Jaringan t-0 menghubungkan semua lembaga keuangan di seluruh dunia, memungkinkan mereka untuk mengoordinasikan transaksi fiat-ke-fiat dengan penyelesaian yang hampir instan.
Jaringan t-0 meminimalkan risiko valuta asing, mengurangi jumlah modal yang harus dipegang bank untuk transaksi lintas negara, dan memberikan peluang baru untuk menghasilkan uang.
Jaringan t-0 berbeda dari sistem perbankan tradisional yang membutuhkan waktu berhari-hari dan mengenakan biaya tinggi untuk transaksi. Jaringan t-0 memungkinkan transaksi yang hampir secepat transaksi lokal.

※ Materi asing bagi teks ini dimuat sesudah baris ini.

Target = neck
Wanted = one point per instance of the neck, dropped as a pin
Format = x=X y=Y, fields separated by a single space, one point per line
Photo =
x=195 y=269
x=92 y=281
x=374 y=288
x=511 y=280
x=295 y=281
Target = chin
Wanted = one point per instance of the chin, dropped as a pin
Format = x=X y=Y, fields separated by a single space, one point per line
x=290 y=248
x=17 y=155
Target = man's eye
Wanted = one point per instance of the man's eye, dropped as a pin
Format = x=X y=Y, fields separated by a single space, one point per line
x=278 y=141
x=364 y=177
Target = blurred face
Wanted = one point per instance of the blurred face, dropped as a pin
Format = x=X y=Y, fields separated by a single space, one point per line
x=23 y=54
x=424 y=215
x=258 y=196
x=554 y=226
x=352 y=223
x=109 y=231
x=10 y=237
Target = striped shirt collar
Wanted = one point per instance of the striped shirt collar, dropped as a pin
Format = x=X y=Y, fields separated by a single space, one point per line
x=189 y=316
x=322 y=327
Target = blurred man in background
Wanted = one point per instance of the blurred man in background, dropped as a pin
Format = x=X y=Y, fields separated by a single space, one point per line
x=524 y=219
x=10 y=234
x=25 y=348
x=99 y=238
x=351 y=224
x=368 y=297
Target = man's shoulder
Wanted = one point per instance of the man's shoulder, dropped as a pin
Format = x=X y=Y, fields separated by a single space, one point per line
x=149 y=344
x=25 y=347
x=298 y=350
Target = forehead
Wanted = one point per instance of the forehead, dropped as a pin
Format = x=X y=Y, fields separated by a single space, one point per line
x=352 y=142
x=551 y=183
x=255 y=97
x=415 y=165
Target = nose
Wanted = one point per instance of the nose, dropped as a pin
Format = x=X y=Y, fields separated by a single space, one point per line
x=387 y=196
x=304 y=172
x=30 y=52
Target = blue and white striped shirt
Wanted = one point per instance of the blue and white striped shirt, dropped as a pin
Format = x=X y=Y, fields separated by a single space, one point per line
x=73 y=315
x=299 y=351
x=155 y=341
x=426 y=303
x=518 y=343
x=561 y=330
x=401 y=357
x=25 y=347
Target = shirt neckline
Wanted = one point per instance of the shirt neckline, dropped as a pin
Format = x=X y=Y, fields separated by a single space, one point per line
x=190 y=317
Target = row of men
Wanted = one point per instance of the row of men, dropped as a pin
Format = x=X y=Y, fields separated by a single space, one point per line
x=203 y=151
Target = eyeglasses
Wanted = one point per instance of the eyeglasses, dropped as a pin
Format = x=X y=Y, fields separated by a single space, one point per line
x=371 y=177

Jaringan ini adalah platform non-custodial yang aman di mana dana dipindahkan secara on-chain antara mitra berlisensi. Setiap institusi menggunakan satu API, dan hanya saldo bersih dalam mata uang yang dipilih yang diselesaikan.

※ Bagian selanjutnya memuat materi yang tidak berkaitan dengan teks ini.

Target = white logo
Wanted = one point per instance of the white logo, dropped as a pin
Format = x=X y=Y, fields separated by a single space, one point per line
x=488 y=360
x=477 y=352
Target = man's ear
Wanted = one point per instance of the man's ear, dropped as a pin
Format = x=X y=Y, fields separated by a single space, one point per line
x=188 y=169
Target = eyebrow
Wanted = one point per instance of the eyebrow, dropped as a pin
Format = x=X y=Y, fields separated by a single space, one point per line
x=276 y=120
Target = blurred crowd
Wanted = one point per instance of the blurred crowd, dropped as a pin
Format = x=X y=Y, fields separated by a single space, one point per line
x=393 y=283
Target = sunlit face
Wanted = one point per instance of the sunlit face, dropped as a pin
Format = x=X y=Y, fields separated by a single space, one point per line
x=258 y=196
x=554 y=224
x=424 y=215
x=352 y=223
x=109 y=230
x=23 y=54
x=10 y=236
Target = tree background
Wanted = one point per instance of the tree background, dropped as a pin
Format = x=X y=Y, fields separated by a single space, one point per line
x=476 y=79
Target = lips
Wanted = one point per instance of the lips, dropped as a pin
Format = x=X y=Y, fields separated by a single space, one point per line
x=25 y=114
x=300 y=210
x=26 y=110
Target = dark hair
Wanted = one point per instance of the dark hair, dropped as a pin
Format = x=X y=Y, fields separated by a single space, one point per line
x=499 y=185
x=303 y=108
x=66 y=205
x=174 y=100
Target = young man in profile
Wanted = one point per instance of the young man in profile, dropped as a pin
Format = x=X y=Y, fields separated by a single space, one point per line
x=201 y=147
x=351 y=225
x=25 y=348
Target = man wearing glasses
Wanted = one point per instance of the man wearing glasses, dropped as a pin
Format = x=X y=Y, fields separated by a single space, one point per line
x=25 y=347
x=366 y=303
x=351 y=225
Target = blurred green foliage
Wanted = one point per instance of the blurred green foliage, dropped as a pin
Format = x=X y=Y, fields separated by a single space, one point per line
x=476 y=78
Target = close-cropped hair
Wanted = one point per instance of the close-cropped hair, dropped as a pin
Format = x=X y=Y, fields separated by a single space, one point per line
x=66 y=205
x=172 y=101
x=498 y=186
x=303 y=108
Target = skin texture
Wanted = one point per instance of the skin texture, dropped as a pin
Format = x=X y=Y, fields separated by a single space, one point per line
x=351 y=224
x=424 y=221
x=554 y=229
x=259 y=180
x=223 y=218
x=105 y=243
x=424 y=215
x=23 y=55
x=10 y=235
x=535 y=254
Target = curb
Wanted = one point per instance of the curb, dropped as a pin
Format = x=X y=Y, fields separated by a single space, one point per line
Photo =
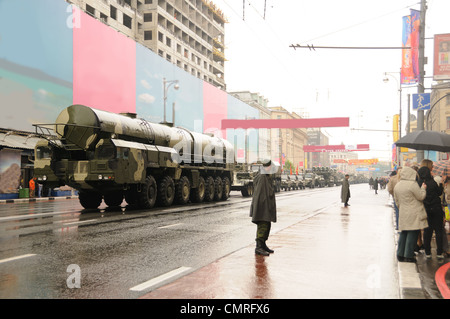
x=408 y=274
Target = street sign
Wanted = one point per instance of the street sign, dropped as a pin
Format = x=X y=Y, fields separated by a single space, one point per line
x=421 y=101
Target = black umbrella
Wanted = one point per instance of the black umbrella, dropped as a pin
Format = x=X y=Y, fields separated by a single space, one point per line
x=426 y=140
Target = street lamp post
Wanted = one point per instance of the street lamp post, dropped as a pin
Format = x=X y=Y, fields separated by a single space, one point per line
x=385 y=80
x=167 y=85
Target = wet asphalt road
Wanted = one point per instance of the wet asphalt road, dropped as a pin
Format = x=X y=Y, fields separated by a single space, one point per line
x=117 y=250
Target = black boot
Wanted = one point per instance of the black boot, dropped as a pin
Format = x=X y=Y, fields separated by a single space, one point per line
x=259 y=250
x=264 y=246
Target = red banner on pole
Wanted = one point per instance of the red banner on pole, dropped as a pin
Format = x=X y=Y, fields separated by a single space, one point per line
x=336 y=148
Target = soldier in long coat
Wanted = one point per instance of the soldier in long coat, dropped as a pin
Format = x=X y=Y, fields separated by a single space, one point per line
x=263 y=209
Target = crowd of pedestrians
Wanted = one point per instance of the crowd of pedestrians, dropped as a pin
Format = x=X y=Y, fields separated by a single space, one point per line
x=419 y=204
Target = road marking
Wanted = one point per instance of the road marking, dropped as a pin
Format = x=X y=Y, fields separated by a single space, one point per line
x=79 y=222
x=16 y=258
x=168 y=226
x=155 y=281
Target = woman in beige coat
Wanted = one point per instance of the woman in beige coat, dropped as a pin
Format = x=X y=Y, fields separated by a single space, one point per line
x=412 y=215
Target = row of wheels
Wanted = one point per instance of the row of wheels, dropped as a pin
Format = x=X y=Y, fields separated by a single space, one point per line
x=165 y=192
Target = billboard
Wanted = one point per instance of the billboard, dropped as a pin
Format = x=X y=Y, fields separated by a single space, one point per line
x=441 y=57
x=410 y=53
x=58 y=56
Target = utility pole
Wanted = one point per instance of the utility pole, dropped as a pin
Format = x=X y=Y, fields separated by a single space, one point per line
x=422 y=62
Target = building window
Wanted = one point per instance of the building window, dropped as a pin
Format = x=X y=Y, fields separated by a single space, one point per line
x=103 y=17
x=148 y=35
x=90 y=10
x=113 y=12
x=148 y=17
x=127 y=21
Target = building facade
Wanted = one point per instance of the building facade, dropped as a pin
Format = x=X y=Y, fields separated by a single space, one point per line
x=260 y=103
x=187 y=33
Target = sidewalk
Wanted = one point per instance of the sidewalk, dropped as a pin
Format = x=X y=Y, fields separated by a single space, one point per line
x=334 y=253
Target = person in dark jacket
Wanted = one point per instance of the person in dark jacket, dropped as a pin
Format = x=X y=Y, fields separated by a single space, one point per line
x=435 y=214
x=375 y=185
x=263 y=209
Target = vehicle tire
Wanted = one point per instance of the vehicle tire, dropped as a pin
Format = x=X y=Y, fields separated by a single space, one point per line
x=166 y=191
x=147 y=197
x=226 y=188
x=113 y=199
x=183 y=190
x=218 y=188
x=90 y=200
x=209 y=189
x=131 y=196
x=250 y=190
x=198 y=194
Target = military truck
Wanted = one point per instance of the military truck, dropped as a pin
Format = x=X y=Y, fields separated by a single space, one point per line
x=112 y=157
x=243 y=179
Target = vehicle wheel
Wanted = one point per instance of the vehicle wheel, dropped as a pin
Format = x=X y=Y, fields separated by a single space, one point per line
x=90 y=200
x=226 y=188
x=183 y=190
x=113 y=199
x=218 y=189
x=166 y=191
x=250 y=190
x=209 y=189
x=198 y=194
x=147 y=197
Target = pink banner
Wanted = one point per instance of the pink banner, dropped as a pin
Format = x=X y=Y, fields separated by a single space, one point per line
x=336 y=148
x=286 y=123
x=441 y=57
x=410 y=53
x=104 y=67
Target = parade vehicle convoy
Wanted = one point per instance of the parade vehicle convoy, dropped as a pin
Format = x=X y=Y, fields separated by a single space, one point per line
x=111 y=157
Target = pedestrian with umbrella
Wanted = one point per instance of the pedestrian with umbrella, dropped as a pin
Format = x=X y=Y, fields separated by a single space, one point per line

Ini lebih sederhana dibandingkan dengan perbankan lintas negara tradisional dan memberikan hasil yang dapat diprediksi dan diaudit. USDT, dolar digital Tether dengan likuiditas tinggi, memfasilitasi platform ini.
Dengan penggunaan USDT, jaringan t-0 memungkinkan penyelesaian terprogram yang terukur dan teregulasi. Paolo Ardoino, CEO Tether, menjelaskan bahwa platform ini memungkinkan penyelesaian real-time, biaya lebih rendah, transparansi FX, dan akses global.

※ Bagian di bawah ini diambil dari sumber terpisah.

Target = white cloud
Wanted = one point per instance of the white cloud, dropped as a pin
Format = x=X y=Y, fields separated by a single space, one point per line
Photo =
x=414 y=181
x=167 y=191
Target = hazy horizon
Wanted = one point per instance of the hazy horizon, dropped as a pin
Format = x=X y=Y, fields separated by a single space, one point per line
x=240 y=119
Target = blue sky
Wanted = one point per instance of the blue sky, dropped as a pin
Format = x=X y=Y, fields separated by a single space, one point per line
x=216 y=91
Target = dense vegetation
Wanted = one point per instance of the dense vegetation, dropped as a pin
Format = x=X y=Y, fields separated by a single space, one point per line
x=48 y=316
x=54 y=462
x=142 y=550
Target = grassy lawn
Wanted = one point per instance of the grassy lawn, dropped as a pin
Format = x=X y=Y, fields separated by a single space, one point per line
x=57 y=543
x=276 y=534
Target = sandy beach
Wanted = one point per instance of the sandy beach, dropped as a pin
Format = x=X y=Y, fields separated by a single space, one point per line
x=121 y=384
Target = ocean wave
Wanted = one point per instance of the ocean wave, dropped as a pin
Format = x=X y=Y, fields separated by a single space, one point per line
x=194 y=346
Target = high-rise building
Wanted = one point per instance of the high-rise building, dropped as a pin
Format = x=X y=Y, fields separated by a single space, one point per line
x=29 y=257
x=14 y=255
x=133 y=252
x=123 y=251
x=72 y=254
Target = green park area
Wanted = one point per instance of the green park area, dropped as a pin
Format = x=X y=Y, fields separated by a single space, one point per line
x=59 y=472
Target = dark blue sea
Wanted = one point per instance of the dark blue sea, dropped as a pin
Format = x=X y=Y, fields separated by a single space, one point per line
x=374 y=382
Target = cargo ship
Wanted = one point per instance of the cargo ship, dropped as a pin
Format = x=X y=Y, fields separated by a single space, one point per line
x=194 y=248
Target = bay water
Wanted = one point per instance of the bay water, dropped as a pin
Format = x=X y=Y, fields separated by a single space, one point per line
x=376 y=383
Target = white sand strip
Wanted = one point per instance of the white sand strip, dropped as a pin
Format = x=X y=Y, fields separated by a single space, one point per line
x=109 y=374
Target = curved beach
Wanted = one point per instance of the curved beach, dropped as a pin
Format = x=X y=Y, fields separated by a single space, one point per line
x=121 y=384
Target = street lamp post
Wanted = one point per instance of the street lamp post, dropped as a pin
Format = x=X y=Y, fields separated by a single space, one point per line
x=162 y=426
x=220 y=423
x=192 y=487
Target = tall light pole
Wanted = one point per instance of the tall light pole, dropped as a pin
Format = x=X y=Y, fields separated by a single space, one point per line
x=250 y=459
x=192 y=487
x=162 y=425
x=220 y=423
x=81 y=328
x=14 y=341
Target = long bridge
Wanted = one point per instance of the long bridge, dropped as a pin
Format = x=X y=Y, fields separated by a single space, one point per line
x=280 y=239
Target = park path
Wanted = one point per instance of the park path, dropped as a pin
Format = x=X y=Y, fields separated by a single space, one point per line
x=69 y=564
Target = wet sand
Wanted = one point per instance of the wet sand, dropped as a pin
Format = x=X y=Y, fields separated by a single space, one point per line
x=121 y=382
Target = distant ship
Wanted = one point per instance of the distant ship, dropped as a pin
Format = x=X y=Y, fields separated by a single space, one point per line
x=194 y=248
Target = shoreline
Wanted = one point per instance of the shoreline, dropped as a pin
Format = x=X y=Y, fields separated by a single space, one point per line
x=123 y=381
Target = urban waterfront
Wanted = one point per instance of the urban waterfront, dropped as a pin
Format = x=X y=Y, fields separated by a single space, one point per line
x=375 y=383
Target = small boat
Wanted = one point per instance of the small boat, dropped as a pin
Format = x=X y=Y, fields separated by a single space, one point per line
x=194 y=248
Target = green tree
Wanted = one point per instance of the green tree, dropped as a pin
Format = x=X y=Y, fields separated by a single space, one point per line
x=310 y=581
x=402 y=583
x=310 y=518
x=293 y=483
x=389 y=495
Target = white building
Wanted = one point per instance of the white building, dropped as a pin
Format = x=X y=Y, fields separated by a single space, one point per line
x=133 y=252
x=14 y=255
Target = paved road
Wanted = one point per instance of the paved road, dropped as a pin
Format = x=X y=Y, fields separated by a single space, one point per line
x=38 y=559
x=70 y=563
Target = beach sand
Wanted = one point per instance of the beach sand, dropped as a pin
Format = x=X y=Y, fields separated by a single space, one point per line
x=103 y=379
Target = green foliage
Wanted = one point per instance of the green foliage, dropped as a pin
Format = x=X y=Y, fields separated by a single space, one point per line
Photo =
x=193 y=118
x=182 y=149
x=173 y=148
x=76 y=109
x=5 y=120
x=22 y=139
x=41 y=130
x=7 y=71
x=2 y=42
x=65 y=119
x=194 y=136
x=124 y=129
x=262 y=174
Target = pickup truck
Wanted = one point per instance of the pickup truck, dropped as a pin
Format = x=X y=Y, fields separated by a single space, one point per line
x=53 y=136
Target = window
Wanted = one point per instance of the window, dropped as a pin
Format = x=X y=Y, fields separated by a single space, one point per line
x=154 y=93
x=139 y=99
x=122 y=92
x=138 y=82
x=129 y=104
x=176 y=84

James Brownlee, CEO jaringan t-0, lebih lanjut menambahkan bahwa platform ini memperlancar jalan antara pasar maju dan berkembang, memungkinkan institusi di Eropa, Amerika, dan Asia untuk berdagang dengan pijakan yang setara.
Investasi strategis ini mencerminkan komitmen perusahaan terhadap aplikasi USDT di dunia nyata dan misinya untuk memungkinkan lebih banyak orang mengakses layanan keuangan. Bank berlisensi dan fintech kini dapat menggunakan jaringan t-0 untuk pembayaran lintas negara yang instan dan sesuai peraturan.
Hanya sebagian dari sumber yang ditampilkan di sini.